8 Responses to “Mobile payments 2.0: new disruptors and a new hope”

  1. Bottom line is every mobile payment APP is being built by M.I.T engineers and bankers not business owners. They don’t know what the businesses needs are. Until NOW “STRAIGHTPAY” solves the mobile problem. Value proposition for both the merchant and the end user!!! CHECK IT OUT

  2. Brand-specific holistic commerce solutions (e.g. mobile marketing, shopping, payments, loyalty/rewards and service) that are situated within the various vertical industry segments are gaining momentum while horizontal (cross-industry) payment-centric applications sputter along. The real question is this: Can a horizontal payment platform ever provide the value of a brand-specific holistic commerce solution? Not likely. The marketing, shopping, payment, loyalty and service needs of each industry segment, and their associated brands, are just too diverse to be adequately covered by one app.
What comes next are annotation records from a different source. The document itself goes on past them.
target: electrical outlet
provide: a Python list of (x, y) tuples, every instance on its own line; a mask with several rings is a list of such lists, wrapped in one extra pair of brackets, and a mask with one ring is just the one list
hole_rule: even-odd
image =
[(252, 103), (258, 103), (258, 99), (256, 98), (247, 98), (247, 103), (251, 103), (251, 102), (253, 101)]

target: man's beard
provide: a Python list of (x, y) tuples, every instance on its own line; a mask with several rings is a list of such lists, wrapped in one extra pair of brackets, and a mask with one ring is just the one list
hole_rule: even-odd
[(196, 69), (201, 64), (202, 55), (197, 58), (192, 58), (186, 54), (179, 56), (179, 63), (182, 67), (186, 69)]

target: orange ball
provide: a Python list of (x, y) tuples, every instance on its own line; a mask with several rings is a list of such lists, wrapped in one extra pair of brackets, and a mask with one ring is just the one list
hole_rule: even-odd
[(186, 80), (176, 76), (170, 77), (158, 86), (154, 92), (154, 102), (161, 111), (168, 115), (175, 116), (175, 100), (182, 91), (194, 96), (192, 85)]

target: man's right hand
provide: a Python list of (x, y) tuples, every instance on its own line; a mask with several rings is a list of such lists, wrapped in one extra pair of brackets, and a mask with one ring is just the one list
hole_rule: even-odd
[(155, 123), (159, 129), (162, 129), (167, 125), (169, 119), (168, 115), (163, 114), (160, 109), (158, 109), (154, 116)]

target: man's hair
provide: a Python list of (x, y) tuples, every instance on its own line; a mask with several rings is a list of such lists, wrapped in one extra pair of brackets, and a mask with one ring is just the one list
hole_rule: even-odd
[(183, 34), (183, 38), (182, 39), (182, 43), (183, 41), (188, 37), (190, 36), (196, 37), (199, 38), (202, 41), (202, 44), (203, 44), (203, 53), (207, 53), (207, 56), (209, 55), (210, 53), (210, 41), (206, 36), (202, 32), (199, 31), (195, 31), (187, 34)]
    Thank about it. The marketing, shopping, payments and loyalty requirements of Food & Beverage is vastly different from the needs of Grocery & Drug. The needs of both of these are vastly different from Fashion & Apparel, Home & Garden, Sports & Entertainment, etc.

    Those companies that offer horizontal (cross-industry) payment applications need to more open to what is occurring in the vertical industry segments. If they were, they’d likely rethink their reason d’être.

  3. Marker Karahadian

    I love Starbucks app for convenience and simplicity. Why can’t they spin that off as a payment system? It is essential a gift card [quasi debit card] system and not that different from M-pesa.

  4. Lori Santa Maria

    I think creating a product that is universal and simple to use is key. If payment systems were tied SMS instead of the IPhone app store or the Android marketplace more mobile users could access the platform.

  5. tkanet

    The obvious missing factor for all these intiatives is the value for the payer. Most are designed to save costs for the merchants, remove chargebacks, etc ….but nothing concrete and revolutionary for the end user. This is the main issue for Mobile Payments …and untill someone comes with a revolutionary approach on this end…nothing significant will happen.

    • Cormac Foster

      Agreed. I think the ease-of-use argument may eventually come around, but we’re not going to get there with with payment mechanics alone. Something like iTouch or its equivalents will help, but when you look at the mobile payment apps that have really spiked (particularly Starbucks), they’re integrated with other services (loyalty programs, coupling, etc.), and usually driven by a brand. The discounted NYC taxi fare on first use offer might get me to install the Isis wallet, but it’s not going to convert me to a long-term user until I’m getting something back on every use.

    • james black

      Cost savings for merchants equates to lower prices for consumers, but as of today, mobile payments is lead by Google Wallet and isis mobile. Both of which ultimately partner with traditional credit card issuers, and in the case of isis mobile, insert yet another greedy middle man(wireless carriers) in the transaction process.
      I do agree with the usability aspect, the worst part is, mobile payments systems like isis mobile neither provide the cost savings, nor any usability improvement. In fact, from what I’ve heard, isis mobile actually complicates the payment process.